Note that this work is still being done, but because of the way this work is distributed, it is not concentrated on a single machine or collection of machines - this is why I say it's scalable.
For security reasons, we control the nanoprobes from the CMA, so when they come online the CMA has to splice them into its rings. But, it would still need to know it came online, so that part is inevitably O(n) anyway. Our creating rings out of them increase the work somewhat, but don't change the order of complexity of the system.
What about service failures, or other exceptions not involving servers crashing or rebooting? Those are still O(n). Well-baby service checks are performed purely locally. Until they fail, they follow the "no news is good news" philosophy - so only failures get propagated upstream. Some other systems do this (so-called passive checks), but in our case, these are the norm, not the exception. Because they combine with the reliable liveness checks, the no-news-is-good-news for service checks is reliable.
The last item is Stealth discoveryTM. Discovery information is largely O(n) - but based on the number of configuration changes - rather than the number of nodes. Like most things, practice is more complicated than theory So, let's look at those practical details.
At the present time, we have decided not to have any persistent discovery information kept on the systems. So, whenever a system reboots, it doesn't know if a particular discovery item has been announced before or not - so it will send all discovery information once at each reboot. After it is sent, it then follows the no-news-is-good-news philosophy, and doesn't resend it unless it changes. Note that this is curable by adding persistent state to the discovery data. If this is needed it can be added - with some careful checking to deal with things like restoring data from backups, cloning of systems and other common administrative tasks.
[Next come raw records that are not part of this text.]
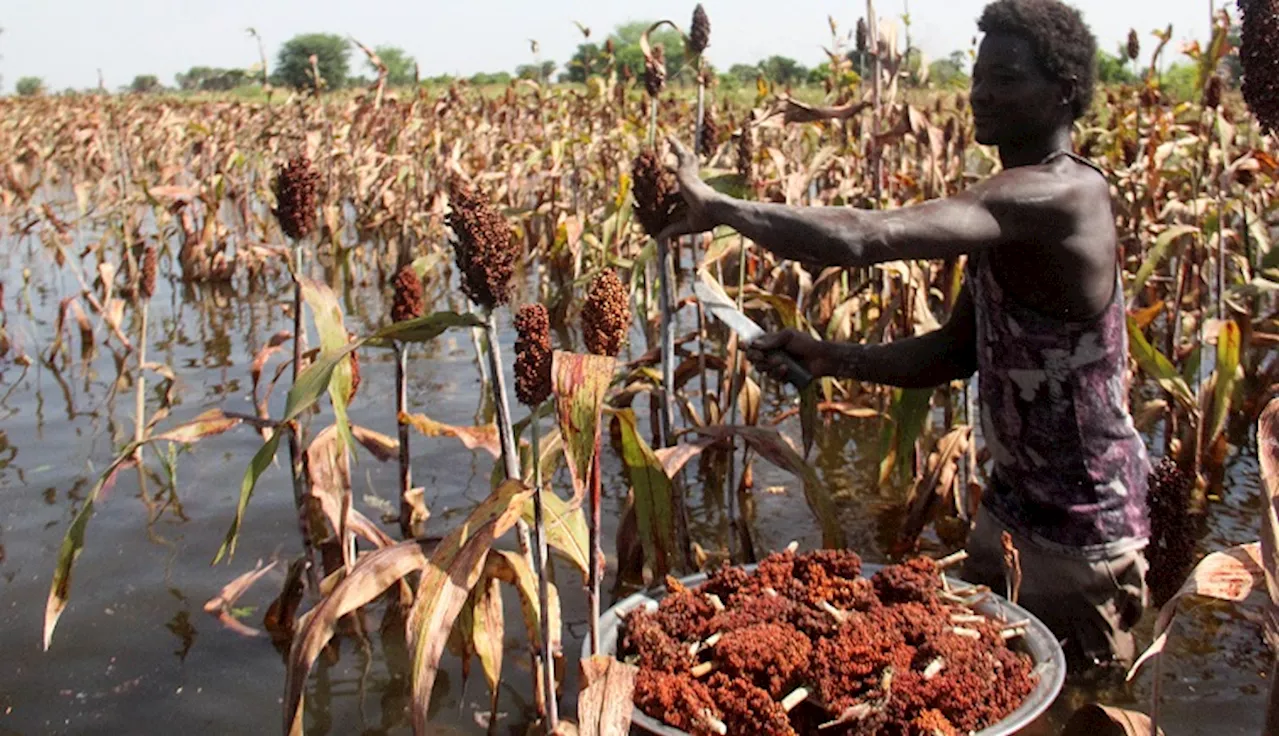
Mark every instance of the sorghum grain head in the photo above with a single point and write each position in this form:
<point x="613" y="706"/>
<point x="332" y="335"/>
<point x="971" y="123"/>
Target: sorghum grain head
<point x="658" y="201"/>
<point x="147" y="278"/>
<point x="296" y="197"/>
<point x="606" y="315"/>
<point x="408" y="301"/>
<point x="699" y="31"/>
<point x="533" y="355"/>
<point x="656" y="71"/>
<point x="485" y="250"/>
<point x="1260" y="55"/>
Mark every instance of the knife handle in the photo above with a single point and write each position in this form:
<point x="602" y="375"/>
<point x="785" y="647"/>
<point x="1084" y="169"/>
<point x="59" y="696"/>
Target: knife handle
<point x="798" y="375"/>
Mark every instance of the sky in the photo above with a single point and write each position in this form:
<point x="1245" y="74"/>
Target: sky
<point x="67" y="41"/>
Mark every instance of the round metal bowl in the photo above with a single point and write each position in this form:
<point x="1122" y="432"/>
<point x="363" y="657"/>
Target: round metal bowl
<point x="1038" y="643"/>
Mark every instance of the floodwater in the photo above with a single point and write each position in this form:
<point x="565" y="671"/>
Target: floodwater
<point x="135" y="653"/>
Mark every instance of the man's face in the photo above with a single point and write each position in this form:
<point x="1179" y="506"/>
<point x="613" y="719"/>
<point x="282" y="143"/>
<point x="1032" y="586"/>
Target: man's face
<point x="1013" y="99"/>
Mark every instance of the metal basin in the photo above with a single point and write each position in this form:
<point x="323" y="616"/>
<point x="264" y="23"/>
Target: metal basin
<point x="1038" y="643"/>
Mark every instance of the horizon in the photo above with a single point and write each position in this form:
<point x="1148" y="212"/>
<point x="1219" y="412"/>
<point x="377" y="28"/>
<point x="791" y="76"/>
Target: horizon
<point x="164" y="39"/>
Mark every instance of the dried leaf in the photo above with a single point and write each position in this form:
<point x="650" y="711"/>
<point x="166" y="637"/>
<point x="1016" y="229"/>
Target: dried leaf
<point x="447" y="581"/>
<point x="220" y="604"/>
<point x="604" y="702"/>
<point x="471" y="437"/>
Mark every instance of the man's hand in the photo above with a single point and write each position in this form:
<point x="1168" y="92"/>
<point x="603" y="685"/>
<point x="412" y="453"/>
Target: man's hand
<point x="698" y="195"/>
<point x="814" y="355"/>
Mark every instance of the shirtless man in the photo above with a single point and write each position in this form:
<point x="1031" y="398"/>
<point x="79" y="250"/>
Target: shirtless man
<point x="1041" y="319"/>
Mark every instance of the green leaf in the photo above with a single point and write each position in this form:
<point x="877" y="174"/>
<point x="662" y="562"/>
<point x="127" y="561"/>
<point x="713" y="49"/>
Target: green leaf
<point x="1157" y="366"/>
<point x="769" y="444"/>
<point x="1224" y="385"/>
<point x="579" y="385"/>
<point x="255" y="470"/>
<point x="1159" y="251"/>
<point x="73" y="543"/>
<point x="652" y="487"/>
<point x="908" y="414"/>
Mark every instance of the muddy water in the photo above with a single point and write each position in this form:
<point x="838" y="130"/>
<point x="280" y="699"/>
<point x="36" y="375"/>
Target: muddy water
<point x="135" y="653"/>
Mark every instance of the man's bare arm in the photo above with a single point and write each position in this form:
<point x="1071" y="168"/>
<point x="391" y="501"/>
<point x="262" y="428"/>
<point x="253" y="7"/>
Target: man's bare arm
<point x="947" y="353"/>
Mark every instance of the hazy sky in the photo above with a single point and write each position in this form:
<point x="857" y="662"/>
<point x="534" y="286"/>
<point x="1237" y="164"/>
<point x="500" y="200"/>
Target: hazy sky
<point x="67" y="41"/>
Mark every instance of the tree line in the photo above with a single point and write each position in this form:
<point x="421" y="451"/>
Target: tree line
<point x="333" y="64"/>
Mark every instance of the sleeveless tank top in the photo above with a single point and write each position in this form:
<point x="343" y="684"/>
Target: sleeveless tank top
<point x="1069" y="466"/>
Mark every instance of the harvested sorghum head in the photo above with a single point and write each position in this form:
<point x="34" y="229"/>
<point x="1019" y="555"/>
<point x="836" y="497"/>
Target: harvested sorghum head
<point x="657" y="195"/>
<point x="296" y="184"/>
<point x="485" y="248"/>
<point x="533" y="355"/>
<point x="656" y="71"/>
<point x="699" y="31"/>
<point x="676" y="699"/>
<point x="606" y="315"/>
<point x="772" y="656"/>
<point x="407" y="301"/>
<point x="1260" y="55"/>
<point x="1171" y="549"/>
<point x="748" y="709"/>
<point x="147" y="278"/>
It is the difficulty of dealing with this properly (whcih is harder than it seems) that has led me to the current decision.
In summary, the largest amount of effort most monitoring systems perform centrally is now performed in a fair and evenly distributed fashion - resulting in an O(1) designation for these "well-baby checks". However, there are still a number of things which, are still O(n) - but are drastically reduced by our no-news-is-good-news design philosophy.
Credits: The words on the T-shirt were inspired by a T-shirt that Splunk gave out a while back.
Does this make sense to you? Does the pun in the title and shirt hurt your soul, make you groan, or does it make you laugh?